Hi
that seems the opposite of “zoom extents” rhino command… scale (and move) the geometry to fit the viewport(?)
Is this really what you want?
You say “a large set of objects”… but this would mean that after moving each object to viewport the old one should be removed, or they would overlap…
Could you explain better, in detail, how you imagined the whole process?
It shouldn’t be to hard to do this with script/c#/gh but it’s better to understand well what you have in mind before putting anything down.
Cycle through a set of GH objects of various sizes as follows
Bake a single object from the set
Scale it to view port boundary - the part I have not figured out
Capture the view port - I’m using a view port to PNG capture component
Delete the object - using a component that deletes all object on the default layer
Next object in the list
The part I’m wrestling with is how to get an object to fill the view port. Maybe I need to just scale all objects to the same size before baking it. I was hoping there is a command or component that would show the object in a view port to fill the full view port.

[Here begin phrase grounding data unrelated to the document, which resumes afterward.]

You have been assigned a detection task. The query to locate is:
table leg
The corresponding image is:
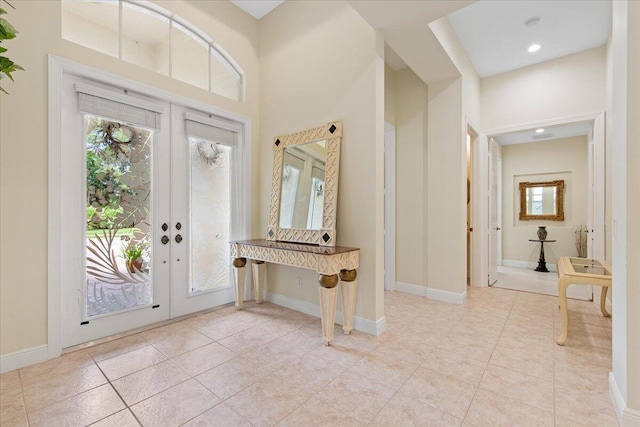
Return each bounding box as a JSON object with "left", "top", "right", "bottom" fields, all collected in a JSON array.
[
  {"left": 252, "top": 261, "right": 265, "bottom": 304},
  {"left": 318, "top": 274, "right": 339, "bottom": 346},
  {"left": 535, "top": 241, "right": 549, "bottom": 272},
  {"left": 556, "top": 276, "right": 571, "bottom": 345},
  {"left": 600, "top": 286, "right": 611, "bottom": 317},
  {"left": 339, "top": 269, "right": 357, "bottom": 335},
  {"left": 232, "top": 258, "right": 246, "bottom": 310}
]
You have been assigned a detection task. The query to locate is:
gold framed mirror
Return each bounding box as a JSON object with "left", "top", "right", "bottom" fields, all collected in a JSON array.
[
  {"left": 267, "top": 121, "right": 342, "bottom": 246},
  {"left": 519, "top": 180, "right": 565, "bottom": 221}
]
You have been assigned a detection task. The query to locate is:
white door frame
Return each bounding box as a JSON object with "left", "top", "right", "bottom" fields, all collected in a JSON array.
[
  {"left": 48, "top": 55, "right": 251, "bottom": 358},
  {"left": 481, "top": 112, "right": 606, "bottom": 289},
  {"left": 468, "top": 120, "right": 489, "bottom": 288},
  {"left": 384, "top": 122, "right": 396, "bottom": 291}
]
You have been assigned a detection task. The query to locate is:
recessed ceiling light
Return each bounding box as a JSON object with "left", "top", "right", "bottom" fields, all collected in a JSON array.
[
  {"left": 535, "top": 128, "right": 545, "bottom": 133},
  {"left": 528, "top": 44, "right": 541, "bottom": 53}
]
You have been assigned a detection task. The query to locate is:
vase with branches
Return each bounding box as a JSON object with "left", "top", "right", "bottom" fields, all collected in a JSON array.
[{"left": 575, "top": 225, "right": 588, "bottom": 258}]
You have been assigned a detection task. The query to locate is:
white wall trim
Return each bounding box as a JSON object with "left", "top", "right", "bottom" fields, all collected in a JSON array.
[
  {"left": 384, "top": 122, "right": 397, "bottom": 292},
  {"left": 395, "top": 282, "right": 467, "bottom": 304},
  {"left": 610, "top": 372, "right": 640, "bottom": 427},
  {"left": 264, "top": 292, "right": 386, "bottom": 336},
  {"left": 503, "top": 259, "right": 558, "bottom": 273},
  {"left": 0, "top": 345, "right": 49, "bottom": 374},
  {"left": 427, "top": 287, "right": 467, "bottom": 304},
  {"left": 483, "top": 112, "right": 606, "bottom": 138}
]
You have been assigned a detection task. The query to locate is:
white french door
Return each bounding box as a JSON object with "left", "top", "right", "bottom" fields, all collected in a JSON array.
[
  {"left": 59, "top": 74, "right": 243, "bottom": 348},
  {"left": 169, "top": 105, "right": 238, "bottom": 317}
]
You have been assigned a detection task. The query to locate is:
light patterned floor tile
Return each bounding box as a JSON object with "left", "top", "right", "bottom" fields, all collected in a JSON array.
[
  {"left": 130, "top": 379, "right": 219, "bottom": 427},
  {"left": 478, "top": 363, "right": 554, "bottom": 411},
  {"left": 19, "top": 350, "right": 94, "bottom": 387},
  {"left": 348, "top": 350, "right": 419, "bottom": 390},
  {"left": 465, "top": 388, "right": 554, "bottom": 427},
  {"left": 27, "top": 384, "right": 125, "bottom": 427},
  {"left": 317, "top": 371, "right": 395, "bottom": 424},
  {"left": 399, "top": 366, "right": 476, "bottom": 419},
  {"left": 0, "top": 371, "right": 25, "bottom": 423},
  {"left": 370, "top": 393, "right": 462, "bottom": 427},
  {"left": 111, "top": 360, "right": 190, "bottom": 405},
  {"left": 555, "top": 385, "right": 619, "bottom": 426},
  {"left": 225, "top": 374, "right": 313, "bottom": 426},
  {"left": 196, "top": 356, "right": 268, "bottom": 400},
  {"left": 89, "top": 409, "right": 140, "bottom": 426},
  {"left": 151, "top": 328, "right": 212, "bottom": 358},
  {"left": 97, "top": 345, "right": 167, "bottom": 381},
  {"left": 22, "top": 364, "right": 107, "bottom": 413},
  {"left": 423, "top": 348, "right": 488, "bottom": 386},
  {"left": 87, "top": 334, "right": 149, "bottom": 363},
  {"left": 277, "top": 396, "right": 362, "bottom": 427},
  {"left": 173, "top": 342, "right": 237, "bottom": 376},
  {"left": 183, "top": 403, "right": 253, "bottom": 427}
]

I’m not a python or C# guy I mostly use components to create the GH scripts.
I hope this helps explaining what I’m trying to do.
Ok,
The attached definition is pretty small.
It could have been done entirely in c#, but for the sake of understanding (mine and others), and to keeping it simple, I’ve done half the work in c# and the other half in gh.
The c# component just get camera viewport properties to output:
a point, intersection of camera>target vector to world XY plane
(i couldn’t use cameratarget point because it would move to the preview brep itself; if wired instead of shaded preview that could be still an alternative)
a number, radius of the largest sphere that could fit inside active viewport (centered on previous point)
(To “refresh” the c# component I used a timer; you can disable it and trigger it manually…)
Then in gh i scaled and moved the breps accordingly to that virtual sphere.
In rendered mode you can already see your preview.
Instead of baking/deleting every time, you can again use c# to make the bake refresh/move as a preview.